Das hat er hinausgeschrien in die Welt und auf die Straßen Banja Lukas. Aus dem trauernden Vater, dem Kriegsveteran und Kellner, wurde der Anführer einer politischen Bewegung, die ganz Bosnien erfasst hat - und dann ein Gejagter. "Wir sind zum größten Problem für Milorad Dodik geworden", meint er.

Dodik ist der Anführer der bosnischen Serben, der selbstherrlich und autokratisch über sein Reich herrscht. Plötzlich aber musste er in Banja Luka erleben, wie sich die Anhänger der von Davor Dragičević gegründeten Bewegung "Gerechtigkeit für David" jeden Abend auf dem Hauptplatz trafen, eine Aufklärung der Todesumstände forderten und aufbegehrten gegen Korruption, Kriminalität und politische Gewalt in der Republika Srpska. Zehntausende haben sich dort über die Monate versammelt, der Facebook-Seite "Gerechtigkeit für David" folgen mehr als 300 000 Menschen. Ende Dezember, nach neun Monaten täglicher Proteste, gingen Dodiks Sicherheitskräfte mit Gewalt gegen die Demonstranten vor, es gab Festnahmen. Davor Dragičević musste untertauchen wegen eines Haftbefehls, der ihm Aufstachelung und Gefährdung der öffentlichen Ordnung vorwirft.

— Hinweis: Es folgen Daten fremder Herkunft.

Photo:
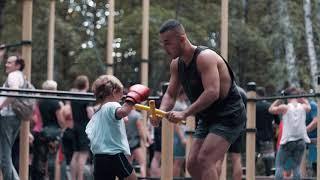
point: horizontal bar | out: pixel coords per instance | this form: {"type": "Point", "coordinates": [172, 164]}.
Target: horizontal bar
{"type": "Point", "coordinates": [60, 93]}
{"type": "Point", "coordinates": [158, 178]}
{"type": "Point", "coordinates": [24, 42]}
{"type": "Point", "coordinates": [284, 97]}
{"type": "Point", "coordinates": [67, 98]}
{"type": "Point", "coordinates": [40, 91]}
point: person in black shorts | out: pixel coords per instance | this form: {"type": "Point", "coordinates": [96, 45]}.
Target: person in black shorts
{"type": "Point", "coordinates": [209, 84]}
{"type": "Point", "coordinates": [81, 112]}
{"type": "Point", "coordinates": [235, 149]}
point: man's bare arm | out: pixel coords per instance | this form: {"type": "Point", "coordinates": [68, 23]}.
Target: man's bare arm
{"type": "Point", "coordinates": [207, 64]}
{"type": "Point", "coordinates": [169, 98]}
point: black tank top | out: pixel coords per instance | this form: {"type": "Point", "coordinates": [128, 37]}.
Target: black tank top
{"type": "Point", "coordinates": [224, 110]}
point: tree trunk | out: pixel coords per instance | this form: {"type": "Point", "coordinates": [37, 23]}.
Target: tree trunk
{"type": "Point", "coordinates": [290, 55]}
{"type": "Point", "coordinates": [309, 37]}
{"type": "Point", "coordinates": [245, 7]}
{"type": "Point", "coordinates": [2, 7]}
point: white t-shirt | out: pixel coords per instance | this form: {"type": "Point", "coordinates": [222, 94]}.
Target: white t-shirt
{"type": "Point", "coordinates": [15, 80]}
{"type": "Point", "coordinates": [294, 124]}
{"type": "Point", "coordinates": [107, 134]}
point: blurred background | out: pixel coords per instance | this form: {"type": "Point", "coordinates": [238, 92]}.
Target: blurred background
{"type": "Point", "coordinates": [272, 42]}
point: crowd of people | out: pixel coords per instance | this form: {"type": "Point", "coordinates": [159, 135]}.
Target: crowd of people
{"type": "Point", "coordinates": [67, 137]}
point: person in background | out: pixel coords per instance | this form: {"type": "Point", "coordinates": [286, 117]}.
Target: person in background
{"type": "Point", "coordinates": [311, 122]}
{"type": "Point", "coordinates": [294, 134]}
{"type": "Point", "coordinates": [265, 131]}
{"type": "Point", "coordinates": [106, 129]}
{"type": "Point", "coordinates": [9, 123]}
{"type": "Point", "coordinates": [46, 158]}
{"type": "Point", "coordinates": [82, 111]}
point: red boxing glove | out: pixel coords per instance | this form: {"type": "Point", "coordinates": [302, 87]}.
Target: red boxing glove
{"type": "Point", "coordinates": [138, 93]}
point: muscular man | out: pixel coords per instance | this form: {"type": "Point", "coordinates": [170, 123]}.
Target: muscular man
{"type": "Point", "coordinates": [208, 81]}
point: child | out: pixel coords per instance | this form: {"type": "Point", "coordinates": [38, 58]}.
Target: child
{"type": "Point", "coordinates": [294, 135]}
{"type": "Point", "coordinates": [106, 129]}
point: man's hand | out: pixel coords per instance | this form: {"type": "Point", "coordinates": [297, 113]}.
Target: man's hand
{"type": "Point", "coordinates": [176, 116]}
{"type": "Point", "coordinates": [2, 52]}
{"type": "Point", "coordinates": [155, 121]}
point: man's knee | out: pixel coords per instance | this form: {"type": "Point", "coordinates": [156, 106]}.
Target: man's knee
{"type": "Point", "coordinates": [191, 165]}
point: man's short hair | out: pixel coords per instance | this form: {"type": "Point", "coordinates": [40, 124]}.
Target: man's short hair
{"type": "Point", "coordinates": [20, 61]}
{"type": "Point", "coordinates": [171, 24]}
{"type": "Point", "coordinates": [261, 91]}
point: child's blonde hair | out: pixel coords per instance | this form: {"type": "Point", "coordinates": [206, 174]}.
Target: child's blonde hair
{"type": "Point", "coordinates": [81, 82]}
{"type": "Point", "coordinates": [49, 85]}
{"type": "Point", "coordinates": [105, 85]}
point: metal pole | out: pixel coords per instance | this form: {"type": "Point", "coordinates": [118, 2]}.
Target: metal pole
{"type": "Point", "coordinates": [144, 61]}
{"type": "Point", "coordinates": [50, 67]}
{"type": "Point", "coordinates": [318, 130]}
{"type": "Point", "coordinates": [224, 54]}
{"type": "Point", "coordinates": [26, 55]}
{"type": "Point", "coordinates": [110, 36]}
{"type": "Point", "coordinates": [251, 132]}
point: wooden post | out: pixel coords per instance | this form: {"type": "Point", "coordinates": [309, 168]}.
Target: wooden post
{"type": "Point", "coordinates": [190, 130]}
{"type": "Point", "coordinates": [145, 42]}
{"type": "Point", "coordinates": [166, 146]}
{"type": "Point", "coordinates": [224, 54]}
{"type": "Point", "coordinates": [110, 36]}
{"type": "Point", "coordinates": [224, 28]}
{"type": "Point", "coordinates": [251, 132]}
{"type": "Point", "coordinates": [167, 150]}
{"type": "Point", "coordinates": [26, 55]}
{"type": "Point", "coordinates": [50, 66]}
{"type": "Point", "coordinates": [318, 130]}
{"type": "Point", "coordinates": [144, 58]}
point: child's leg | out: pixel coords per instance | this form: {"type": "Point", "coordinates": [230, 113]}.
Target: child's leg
{"type": "Point", "coordinates": [297, 154]}
{"type": "Point", "coordinates": [281, 159]}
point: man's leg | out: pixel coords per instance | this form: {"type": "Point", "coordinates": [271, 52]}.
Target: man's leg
{"type": "Point", "coordinates": [192, 163]}
{"type": "Point", "coordinates": [236, 166]}
{"type": "Point", "coordinates": [212, 150]}
{"type": "Point", "coordinates": [9, 131]}
{"type": "Point", "coordinates": [141, 158]}
{"type": "Point", "coordinates": [155, 170]}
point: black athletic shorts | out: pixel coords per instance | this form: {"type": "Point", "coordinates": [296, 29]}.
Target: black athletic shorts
{"type": "Point", "coordinates": [111, 166]}
{"type": "Point", "coordinates": [236, 146]}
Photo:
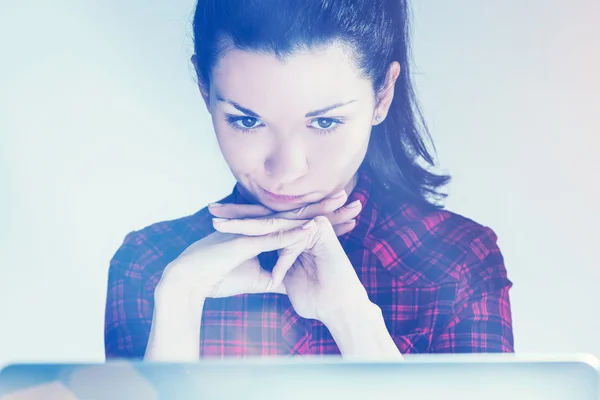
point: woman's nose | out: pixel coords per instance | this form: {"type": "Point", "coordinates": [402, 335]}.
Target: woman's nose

Österreich: Am Dienstag, einem grauen, kalten Tag in Banja Luka, ist Davids Leiche exhumiert worden. Der Vater hat per Videoschalte zugesehen, die Mutter war dort, hat den Deckel des Sargs geküsst, bevor er abtransportiert wurde.

Am Dienstag, einem grauen, kalten Tag in Banja Luka, ist Davids Leiche exhumiert worden. Der Vater hat per Videoschalte zugesehen, die Mutter war dort, hat den Deckel des Sargs geküsst, bevor er abtransportiert wurde.

(Foto: Radivoje Pavicic/AP)

"Ich habe gewusst, dass sie planen, mich zu töten", sagt er. Einer aus der Polizei habe ihn gewarnt. Seitdem hat er sich nur noch ganz sporadisch gemeldet, zum Beispiel mit einer Videobotschaft an seine Mitstreiter, in der er nichts verriet über seinen Aufenthaltsort, aber erklärte, er sei "in Sicherheit" und "unter guten Leuten".

Mit der SZ hat er sich nun in Wien getroffen. "An Davids Geburtstag, das ist der 31. Januar, habe ich Bosnien verlassen", erzählt er. An Rückkehr denkt er nicht. Er lernt Deutsch, er will, so weit es geht, zur Ruhe kommen - und vor allem hat er David nachgeholt nach Österreich. "Ich möchte nicht, dass er in diesem Mafiastaat begraben bleibt", sagt er. "Wenn er hier ist, kann ich in seiner Nähe sein. Und die Mörder können nicht mehr an sein Grab kommen und lachen, weil sie bis jetzt ungestraft davongekommen sind."

Dragičević will weiterkämpfen, er sagt: "Für mich kann es keinen Frieden mehr geben."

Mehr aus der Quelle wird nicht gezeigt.